Riotous girls, but not riot grrl

Vancouver punks Vapid move slow and play fast

While Vancouver’s punk scene has been busying itself with monstrous, noisy releases — White Lung’s frenetic Sorry and Nu Sensae’s blistering Sundowning, both stunning records, were released within the last six months — Vapid has been less-than-quietly plugging away with its snotty, melodic interpretation of the genre. Their 2009 Deranged-released debut, Practically Dead, introduced the world to Vapid’s sound: Led by the sister duo of Katie and Caroline (who requested that we withhold their last names), theirs was an aesthetic that balanced bubblegum with gritty blasts of lunacy.

But that sound, and their female vocals, has led to a common, if lazy comparison — Vapid are frequently called Bikini Kill disciples. Which is cool, except there’s a slight problem: They don’t sound like Kathleen Hanna and co. at all. “Women plus music equals feminism in most people’s minds,” says bassist Caroline. “Which takes us back to riot grrl.”

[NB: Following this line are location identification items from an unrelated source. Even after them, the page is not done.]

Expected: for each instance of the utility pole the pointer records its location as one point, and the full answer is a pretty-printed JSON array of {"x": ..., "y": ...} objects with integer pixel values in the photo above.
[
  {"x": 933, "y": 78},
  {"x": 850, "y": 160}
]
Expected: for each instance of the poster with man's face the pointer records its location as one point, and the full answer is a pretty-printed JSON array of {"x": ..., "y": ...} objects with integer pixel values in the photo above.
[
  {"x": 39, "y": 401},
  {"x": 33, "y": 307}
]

”I think any band that has more than one girl in it is called a girl band,” adds Katie, Vapid’s lead vocalist. “And any band that has more than one girl in it — and screams from time to time — is called a riot grrl band. It’s narrow-minded, to say the least.”

Actually, when pressed for a comparison, the band doesn’t touch down anywhere close to the riot grrl hotbed of Olympia, Wash. “We might be similar to Dishrags [a seminal Vancouver first-wave punk band who appeared on the seminal Vancouver Complication]. But they wrote better songs and could play better than we can,” adds Steven, the band’s guitarist. “Post-2000s Vancouver punk drew from many punk scenes throughout history — not just the Pacific Northwest, or specifically Vancouver’s, history.”

And he’s right. That post-2000s Vancouver punk scene — loosely, the band’s referring to the community centred around the Emergency Room, a sketchy Vancouver east-end venue — has produced a staggering array of quality music. (Which is excellently documented on Nominal Records 2008 comp titled, predictably, Emergency Room Vol. 1.) On it, you’ll find the early, frantic work of White Lung. The formative rage of Nü Sensae. The noisy, challenging work of Defektors and Mutators. And, of course, there, too, was Vapid, contributing “Sex Stain” and “Die,” two songs which earned them considerable praise from the Maximumrocknroll crowd.

And while most of the those bands have achieved success beyond the black-and-white pages of Maximumrocknoroll — Nü Sensae, for example, are now cutting records on the ever-trendy Suicide Squeeze — Vancouver punk’s success didn’t happen overnight.

“The bands that are still around [from that era] have improved, and are starting to get more exposure now,” says Caroline. “So I guess it seems like the Vancouver thing is just starting, even though it’s not.”

”Truthfully, I think the exciting times [in the city] are over,” adds Katie. “What you’re getting now is the bands that have been doing it for years — and will never give up.”

Vapid, too, might be a band that persists — even if, by their own admission, they’re a slow-moving beast, which, at one point, took a year-long hiatus. But to their credit, its members have remained committed to Vapid’s concept, despite the many changes they’ve seen: Steven, for his part, moved to Calgary and back. (“I couldn’t imagine having winter last until May,” he adds. “It wasn’t the place for me.”) Their drummer, Ben, briefly relocated to New York. Katie, meanwhile, started a short-lived band named Debbie Tiffany with members of the Defektors. All this while, as Caroline adds, “[we weren’t] practising as much as we’d like, and spending way too much time at jobs we don’t love.”

But, they say, they’re back to writing songs — “catchier stuff,” adds Caroline — that Deranged Records has promised to release. When they’re finished, that is.

”We’re the slowest band in the history of the world,” says Katie. “Considering how much we cancel practise for things like hangovers, it’s pretty remarkable how much we’ve come up with. We’re a few songs — a.k.a. an eon — from being ready to record our next record.

“I’m kidding‚ kind of.... But it’s going to be a hit factory. At least that’s what I say to keep Nominal and Deranged interested.”